The first question that always gets asked about Paid Parental Leave (PPL) is ‘do I have to pay tax on my payments?’ and then ‘how much tax will be taken out of my payments?’

For the 2018-19 year, Paid Parental Leave is $719.35 per week for 18 weeks and Dad and Partner Pay is the same rate but only for two weeks. The rate is based on the Australian minimum wage and increases at the start of each new financial year.

Yes, Paid Parental Leave and Dad and Partner Pay are taxable income which need to be included in your tax return, the amount of tax that you incur from your PPL will be different for each person as it depends on both your personal circumstances and what else is included in your return. If your payments stretch across two financial years then this will also apply for the second year.

There are also differences depending on whether you are self-employed or your PPL is paid to you by your employer.

Self Employed

When you are self-employed, your PPL is paid directly into your bank account by Centrelink. They will automatically withhold 15% as tax on the amount that they pay you each fortnight. When you prepare your online application for PPL you have the option of selecting a higher percentage if that is what you want.

At the end of the year, Centrelink will send to you directly a Payment Summary that will show the total amount paid to you for the financial year and the amount of tax withheld. These are the items that you will need to include in your tax return.

Working for an employer

If you are employed, your PPL will be paid to you by your employer as part of your regular pay cycle. Therefore that can be weekly, fortnightly or monthly. You will be paid your PPL by your employer if:

  • you have worked for them for at least 1 year before the birth or adoption of your child
  • you will stay with that employer until the end of your Paid Parental Leave period
  • you are working for an Australian based employer, and
  • you expect to get paid at least 8 weeks of Parental Leave Pay.

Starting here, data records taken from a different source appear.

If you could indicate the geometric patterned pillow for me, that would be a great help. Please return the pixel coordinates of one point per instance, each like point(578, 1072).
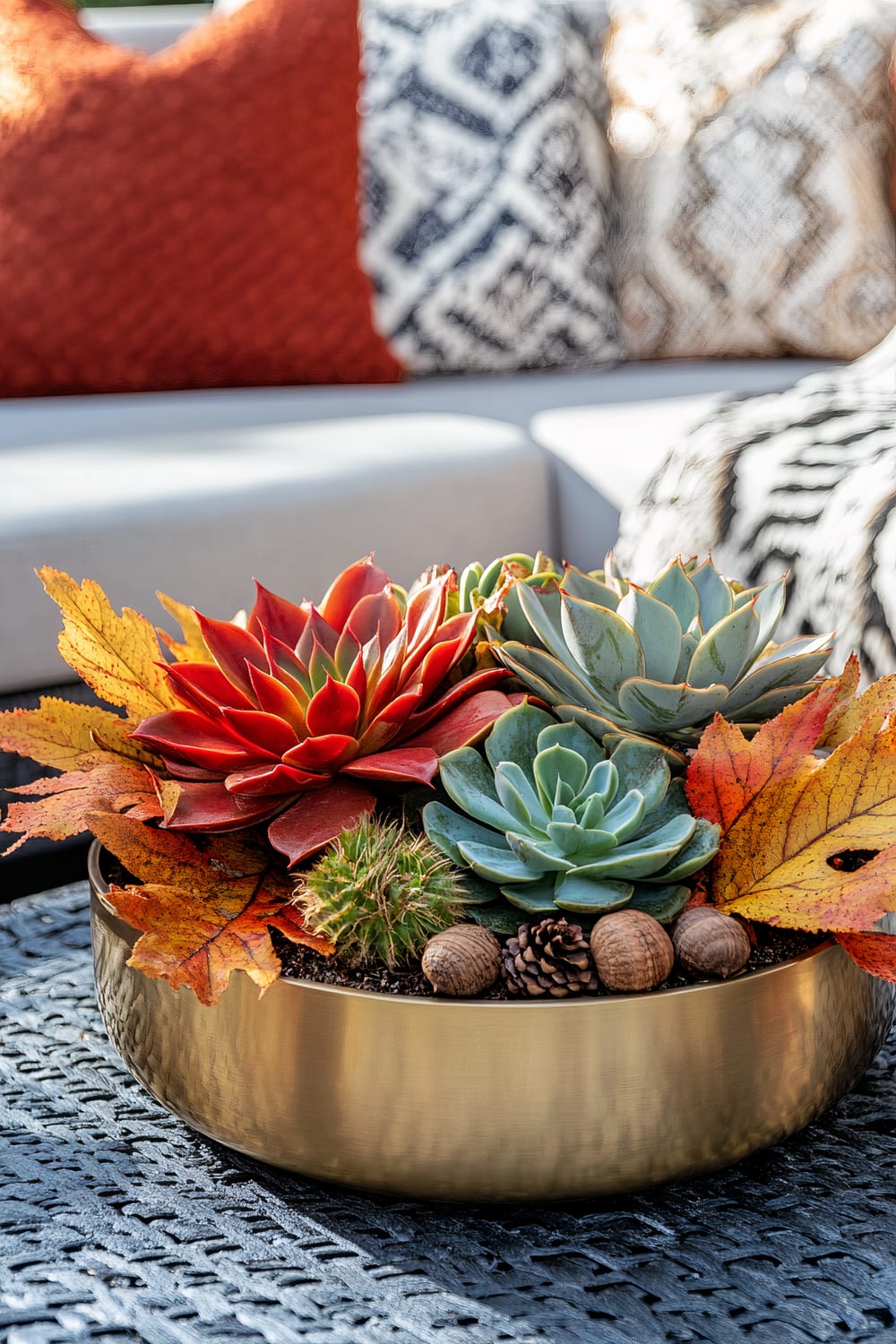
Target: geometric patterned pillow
point(751, 144)
point(487, 175)
point(801, 481)
point(485, 182)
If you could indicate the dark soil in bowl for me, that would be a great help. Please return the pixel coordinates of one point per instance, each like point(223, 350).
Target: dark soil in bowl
point(772, 946)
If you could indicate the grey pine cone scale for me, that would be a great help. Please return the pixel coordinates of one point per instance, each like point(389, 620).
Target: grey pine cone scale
point(548, 959)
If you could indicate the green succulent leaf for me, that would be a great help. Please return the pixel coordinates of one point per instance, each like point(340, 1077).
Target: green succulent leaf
point(535, 898)
point(602, 642)
point(586, 897)
point(716, 599)
point(723, 653)
point(664, 903)
point(661, 709)
point(468, 780)
point(659, 632)
point(673, 588)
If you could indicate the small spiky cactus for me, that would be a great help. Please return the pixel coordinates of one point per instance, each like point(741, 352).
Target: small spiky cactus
point(379, 894)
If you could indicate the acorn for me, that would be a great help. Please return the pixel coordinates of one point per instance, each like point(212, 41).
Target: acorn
point(632, 951)
point(710, 943)
point(462, 961)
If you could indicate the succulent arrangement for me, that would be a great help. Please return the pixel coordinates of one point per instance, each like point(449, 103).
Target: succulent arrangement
point(524, 781)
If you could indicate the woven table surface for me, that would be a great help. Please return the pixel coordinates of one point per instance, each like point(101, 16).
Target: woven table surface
point(118, 1223)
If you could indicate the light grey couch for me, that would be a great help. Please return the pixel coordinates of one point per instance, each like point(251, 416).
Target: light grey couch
point(196, 492)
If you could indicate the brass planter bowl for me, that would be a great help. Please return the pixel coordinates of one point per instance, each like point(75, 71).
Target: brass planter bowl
point(495, 1101)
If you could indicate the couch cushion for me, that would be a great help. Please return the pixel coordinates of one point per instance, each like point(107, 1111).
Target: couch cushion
point(750, 150)
point(199, 515)
point(616, 440)
point(223, 252)
point(514, 398)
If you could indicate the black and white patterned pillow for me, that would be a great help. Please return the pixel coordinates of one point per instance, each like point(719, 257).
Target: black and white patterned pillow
point(487, 199)
point(799, 481)
point(487, 212)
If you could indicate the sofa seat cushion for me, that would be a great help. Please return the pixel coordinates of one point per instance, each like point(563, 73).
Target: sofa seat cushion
point(198, 515)
point(613, 441)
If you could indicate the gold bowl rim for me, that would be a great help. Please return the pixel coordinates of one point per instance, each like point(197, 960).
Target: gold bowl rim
point(99, 889)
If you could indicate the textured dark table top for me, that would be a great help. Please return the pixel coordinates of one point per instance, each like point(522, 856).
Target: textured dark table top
point(118, 1223)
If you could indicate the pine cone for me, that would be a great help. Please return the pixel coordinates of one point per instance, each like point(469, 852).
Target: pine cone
point(548, 959)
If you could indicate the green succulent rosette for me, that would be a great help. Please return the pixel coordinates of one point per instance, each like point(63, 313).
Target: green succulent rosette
point(556, 824)
point(659, 661)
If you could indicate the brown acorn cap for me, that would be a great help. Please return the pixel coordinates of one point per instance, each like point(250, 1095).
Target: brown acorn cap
point(707, 943)
point(632, 951)
point(462, 961)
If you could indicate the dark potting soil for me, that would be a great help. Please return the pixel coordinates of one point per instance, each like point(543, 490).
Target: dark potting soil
point(772, 946)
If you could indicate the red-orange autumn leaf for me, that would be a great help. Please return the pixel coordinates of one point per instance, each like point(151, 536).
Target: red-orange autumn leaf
point(874, 952)
point(70, 800)
point(788, 814)
point(728, 771)
point(206, 908)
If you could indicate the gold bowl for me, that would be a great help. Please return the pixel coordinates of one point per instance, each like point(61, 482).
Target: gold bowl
point(495, 1101)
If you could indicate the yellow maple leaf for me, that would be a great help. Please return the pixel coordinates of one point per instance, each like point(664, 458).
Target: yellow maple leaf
point(61, 734)
point(774, 863)
point(117, 656)
point(194, 648)
point(876, 703)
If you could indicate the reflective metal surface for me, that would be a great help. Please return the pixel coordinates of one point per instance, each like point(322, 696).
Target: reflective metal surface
point(495, 1099)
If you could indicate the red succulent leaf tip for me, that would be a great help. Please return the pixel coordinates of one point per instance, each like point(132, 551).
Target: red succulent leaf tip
point(316, 636)
point(349, 588)
point(276, 698)
point(320, 817)
point(466, 723)
point(410, 763)
point(268, 731)
point(276, 616)
point(333, 709)
point(324, 754)
point(199, 741)
point(271, 780)
point(233, 648)
point(204, 687)
point(210, 806)
point(378, 616)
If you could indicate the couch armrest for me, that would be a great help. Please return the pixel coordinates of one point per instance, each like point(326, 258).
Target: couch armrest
point(150, 29)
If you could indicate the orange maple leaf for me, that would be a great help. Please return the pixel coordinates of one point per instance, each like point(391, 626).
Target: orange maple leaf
point(72, 798)
point(62, 734)
point(206, 909)
point(118, 656)
point(728, 771)
point(788, 814)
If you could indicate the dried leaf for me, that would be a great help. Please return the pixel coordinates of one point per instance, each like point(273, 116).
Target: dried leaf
point(774, 860)
point(117, 656)
point(70, 800)
point(206, 909)
point(874, 952)
point(194, 648)
point(61, 734)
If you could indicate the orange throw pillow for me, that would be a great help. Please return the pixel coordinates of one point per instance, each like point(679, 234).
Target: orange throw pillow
point(188, 220)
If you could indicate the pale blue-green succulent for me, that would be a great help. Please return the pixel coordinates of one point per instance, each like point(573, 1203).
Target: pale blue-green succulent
point(492, 590)
point(557, 825)
point(659, 661)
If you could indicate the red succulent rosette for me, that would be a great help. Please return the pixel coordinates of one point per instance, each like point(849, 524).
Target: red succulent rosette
point(293, 711)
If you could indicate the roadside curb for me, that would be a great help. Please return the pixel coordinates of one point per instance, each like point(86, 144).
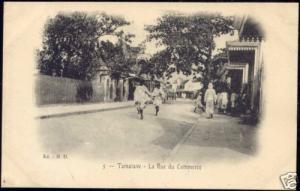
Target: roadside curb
point(82, 112)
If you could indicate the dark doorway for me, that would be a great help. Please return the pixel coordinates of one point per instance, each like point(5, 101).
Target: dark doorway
point(236, 79)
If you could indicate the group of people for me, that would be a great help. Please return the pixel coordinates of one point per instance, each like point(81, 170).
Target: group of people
point(225, 100)
point(142, 95)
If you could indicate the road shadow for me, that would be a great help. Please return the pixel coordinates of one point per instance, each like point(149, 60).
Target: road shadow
point(225, 132)
point(173, 132)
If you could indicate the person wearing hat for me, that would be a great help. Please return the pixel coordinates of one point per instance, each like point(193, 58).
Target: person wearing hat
point(157, 97)
point(198, 102)
point(210, 98)
point(141, 96)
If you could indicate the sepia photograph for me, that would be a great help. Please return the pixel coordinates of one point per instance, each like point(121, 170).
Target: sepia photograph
point(121, 94)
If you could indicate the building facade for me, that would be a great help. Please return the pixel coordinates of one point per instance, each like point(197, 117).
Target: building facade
point(245, 60)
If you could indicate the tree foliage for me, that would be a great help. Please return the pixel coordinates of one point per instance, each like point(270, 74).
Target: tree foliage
point(71, 45)
point(189, 41)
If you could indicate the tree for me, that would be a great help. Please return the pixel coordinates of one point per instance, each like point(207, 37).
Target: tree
point(71, 46)
point(189, 41)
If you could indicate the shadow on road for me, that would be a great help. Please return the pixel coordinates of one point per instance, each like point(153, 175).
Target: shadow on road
point(224, 132)
point(174, 131)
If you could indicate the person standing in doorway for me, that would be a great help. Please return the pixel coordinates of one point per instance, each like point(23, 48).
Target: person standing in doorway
point(141, 96)
point(210, 98)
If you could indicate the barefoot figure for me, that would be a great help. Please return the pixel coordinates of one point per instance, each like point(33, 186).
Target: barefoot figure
point(158, 97)
point(141, 96)
point(210, 99)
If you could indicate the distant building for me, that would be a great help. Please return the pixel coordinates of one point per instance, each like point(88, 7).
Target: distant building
point(245, 60)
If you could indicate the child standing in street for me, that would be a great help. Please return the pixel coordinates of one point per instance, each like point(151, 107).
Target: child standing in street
point(158, 98)
point(141, 96)
point(210, 99)
point(198, 102)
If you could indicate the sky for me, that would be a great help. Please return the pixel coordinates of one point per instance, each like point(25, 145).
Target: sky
point(138, 14)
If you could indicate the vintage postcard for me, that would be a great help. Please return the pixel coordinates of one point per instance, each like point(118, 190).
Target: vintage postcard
point(150, 95)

They will still be required to provide you with your regular payment receipt in the same way a you receive your salary, except it will specify that the payment is for Paid Parental Leave. The amount of tax that is taken out of your PPL through each pay cycle will depend on what other payments you are receiving at the same time – or not at all.

Paid Parental Leave is allowed to be received at the same time as annual leave and long service leave and can be paid during the same pay cycle period. If you are receiving Dad and Partner Pay you are not allowed to be receiving any other form of paid leave. You must be on unpaid leave.

You are also allowed to receive the governments PPL at the same time as any paid maternity or parental leave from your employer. This is why many people receive different amounts of pay while they are on parental leave and as a result the amount of tax taken out of your salary can be different from others. (The law to remove PPL from those receiving employer paid parental leave was not passed through parliament and is not relevant for the current financial year).

At the end of the financial year your employer needs to provide you with your PAYG Payment Summary, like any other year. This will include your Paid Parental Leave in your Gross Payment amount and Total Tax Withheld amount. These are the amounts that need to go on your tax return.